Massaker in der Westbank

Israelische Grenzpolizisten erschossen in Nahalin in der besetzten Westbank sieben Palästinenser / Armee richtet Untersuchungskommission ein  ■  Aus Tel Aviv Amos Wollin

Nach dem Blutbad in dem Dorf Nahalin in der Westbank, bei dem am Donnerstag sieben Palästinenser getötet wurden, herrschte in Jerusalem und Umgebung gestern mittag Hochspannung. Über dreitausend israelische Polizisten und Soldaten bezogen in konzentrischen Kreisen Position um den Tempelberg, wo sich während des islamischen Fastenmonats Ramadan jeden Freitag gewöhnlich bis zu vierzigtausend Menschen zum Gebet versammeln. Nur rund 4.000 handverlesene Gläubige wurden in die Moscheen gelassen. Nach dem Ende des Gebets kam es nicht zu den befürchteten Demonstrationen.

Palästinensische Augenzeugen des Überfalls auf Nahalin am Donnerstag sprachen von einem „wilden Massaker“, bei dem wahllos auf die Bevölkerung geschossen worden sei.
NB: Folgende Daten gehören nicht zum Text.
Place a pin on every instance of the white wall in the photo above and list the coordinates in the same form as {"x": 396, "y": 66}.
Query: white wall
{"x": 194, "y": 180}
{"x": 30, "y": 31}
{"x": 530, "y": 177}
Das israelische Militär hielt seine Version von vier „toten Arabern“ aufrecht, gab jedoch gleichzeitig zu, daß die tatsächliche Zahl der Opfer höher sein könnte. Nach Angaben aus Krankenhäusern wurden sieben Palästinenser erschossen und etwa siebzig verletzt, darunter viele schwer. Bewohner des 3.000-Seelen-Dorfes südwestlich von Bethlehem berichteten, daß die israelischen Sicherheitskräfte, vor allem der Grenzschutz, im Laufe der Woche bereits einige provokative Überfälle inszeniert habe. Vor einigen Tagen habe eine Delegation von Notablen bei den Besatzungsbehörden gegen beleidigende Angriffe auf Frauen im Ort protestiert. Soweit sich die Ereignisse rekonstruieren lassen, umzingelte eine Einheit von Grenzpolizisten am frühen Donnerstag morgen zur Zeit des Ramadan-Frühstücks das Dorf. Die Einwohner wurden aufgefordert, anzutreten, um Parolen auf den Hauswänden zu übertünchen und palästinensische Flaggen zu entfernen. Dabei kam es zu Auseinandersetzungen, in deren Verlauf die Grenzpolizisten das Feuer auf die Bevölkerung eröffneten und dabei scharfe Munition einsetzten. Eine der Verletzten, Fatma Shukara, erklärte im Krankenhaus von Beit Jala gegenüber Journalisten, sie sei von einem Grenzpolizisten in den Rücken geschossen worden. Ihr Onkel und ein Nachbar hätten sie in ein Auto geschafft und seien dann selbst beschossen und verwundet worden.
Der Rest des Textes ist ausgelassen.